It turns out that you may be doing more than helping your kids become more active – you may very well be helping them reduce the chances of becoming nearsighted.

The Great Outdoors and Reducing Nearsightedness

When it comes to reducing nearsightedness in your children, you may have followed the old wives’ tales that insist more carrots and less time reading in the dark are the way to go.  However, there may be another way to help your children reduce their chances of becoming nearsighted and spending every few months at the eye doctors: get them to play outside more.

Several recent studies have espoused the idea that children spending more time outdoors are significantly reducing their risks of becoming nearsighted.  Besides evidence that points to the skyrocketing trend of nearsightedness in today’s modern age (as opposed to the 1970s), one study demonstrated that for each hour children spend outside each week, their risk of becoming nearsighted dropped by at least two percent.  As a marker for this study, researchers concluded that nearsighted children spent 3.7 fewer hours outside than children with normal or farsighted vision.

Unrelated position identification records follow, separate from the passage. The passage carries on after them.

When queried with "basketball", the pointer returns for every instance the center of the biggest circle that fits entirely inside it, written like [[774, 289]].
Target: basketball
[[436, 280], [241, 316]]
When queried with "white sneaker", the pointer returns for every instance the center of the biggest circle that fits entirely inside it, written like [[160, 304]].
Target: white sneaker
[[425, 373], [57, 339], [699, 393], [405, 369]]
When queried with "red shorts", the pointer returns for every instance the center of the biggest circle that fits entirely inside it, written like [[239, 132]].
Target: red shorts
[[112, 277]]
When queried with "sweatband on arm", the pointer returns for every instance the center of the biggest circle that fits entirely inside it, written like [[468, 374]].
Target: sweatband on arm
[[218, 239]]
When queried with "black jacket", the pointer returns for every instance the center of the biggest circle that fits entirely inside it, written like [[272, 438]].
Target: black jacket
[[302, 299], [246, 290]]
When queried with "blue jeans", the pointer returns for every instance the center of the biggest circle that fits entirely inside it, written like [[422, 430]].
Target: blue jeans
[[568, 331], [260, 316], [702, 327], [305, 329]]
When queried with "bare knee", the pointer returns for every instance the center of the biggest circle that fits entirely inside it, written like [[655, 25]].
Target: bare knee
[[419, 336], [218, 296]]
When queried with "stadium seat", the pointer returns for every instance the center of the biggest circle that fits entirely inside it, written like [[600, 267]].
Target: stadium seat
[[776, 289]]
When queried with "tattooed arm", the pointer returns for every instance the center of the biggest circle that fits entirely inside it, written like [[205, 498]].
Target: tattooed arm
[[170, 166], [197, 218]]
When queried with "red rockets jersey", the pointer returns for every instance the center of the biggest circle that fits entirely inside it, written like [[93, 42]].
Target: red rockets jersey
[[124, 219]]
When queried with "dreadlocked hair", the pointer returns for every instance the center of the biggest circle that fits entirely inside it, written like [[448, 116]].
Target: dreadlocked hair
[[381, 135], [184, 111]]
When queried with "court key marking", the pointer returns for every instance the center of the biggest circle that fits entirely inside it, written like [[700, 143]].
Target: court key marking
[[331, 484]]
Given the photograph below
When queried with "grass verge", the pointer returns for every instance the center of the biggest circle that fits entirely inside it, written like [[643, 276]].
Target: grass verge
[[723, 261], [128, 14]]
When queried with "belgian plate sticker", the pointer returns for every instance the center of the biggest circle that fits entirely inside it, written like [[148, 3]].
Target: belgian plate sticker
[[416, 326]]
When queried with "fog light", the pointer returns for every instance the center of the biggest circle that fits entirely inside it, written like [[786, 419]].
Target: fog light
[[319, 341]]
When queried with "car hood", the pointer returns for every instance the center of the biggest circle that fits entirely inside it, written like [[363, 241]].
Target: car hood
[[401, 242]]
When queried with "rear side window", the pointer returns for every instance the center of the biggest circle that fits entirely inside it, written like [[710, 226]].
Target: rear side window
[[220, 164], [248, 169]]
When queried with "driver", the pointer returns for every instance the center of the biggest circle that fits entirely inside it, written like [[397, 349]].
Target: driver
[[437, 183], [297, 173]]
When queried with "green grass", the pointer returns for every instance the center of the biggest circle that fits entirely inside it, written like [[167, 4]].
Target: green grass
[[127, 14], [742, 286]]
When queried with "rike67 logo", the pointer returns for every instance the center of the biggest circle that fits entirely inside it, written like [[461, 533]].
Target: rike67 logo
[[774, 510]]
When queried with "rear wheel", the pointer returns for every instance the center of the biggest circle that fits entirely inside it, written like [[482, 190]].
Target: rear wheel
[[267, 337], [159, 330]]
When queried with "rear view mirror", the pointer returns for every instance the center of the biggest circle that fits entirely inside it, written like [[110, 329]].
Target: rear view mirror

Another study supported these fascinating findings by arguing that children who spend at least 80 minutes of time outside each day at school were less likely to be nearsighted than children who were not required to spend time in the outdoors.

Researchers aren’t sure why the connection between nearsightedness and less time outdoors exists, but there’s enough of a link for them to feel confident to tell families to spend as much time outside as possible.  These researchers are also confident that it’s a lack of daylight creating the link, rather than playing sports or any other outdoor-specific activities.

Protect Your Vision at New View Eye Center

When you want to protect the vision and ocular health of your entire family, visit Dr. Jacqueline Griffiths and her team at New View Eye Center in Reston, Virginia, which also serves the greater Washington, D.C. area. To learn more, or if you have any questions, leave us a note here or call 703-834-9777.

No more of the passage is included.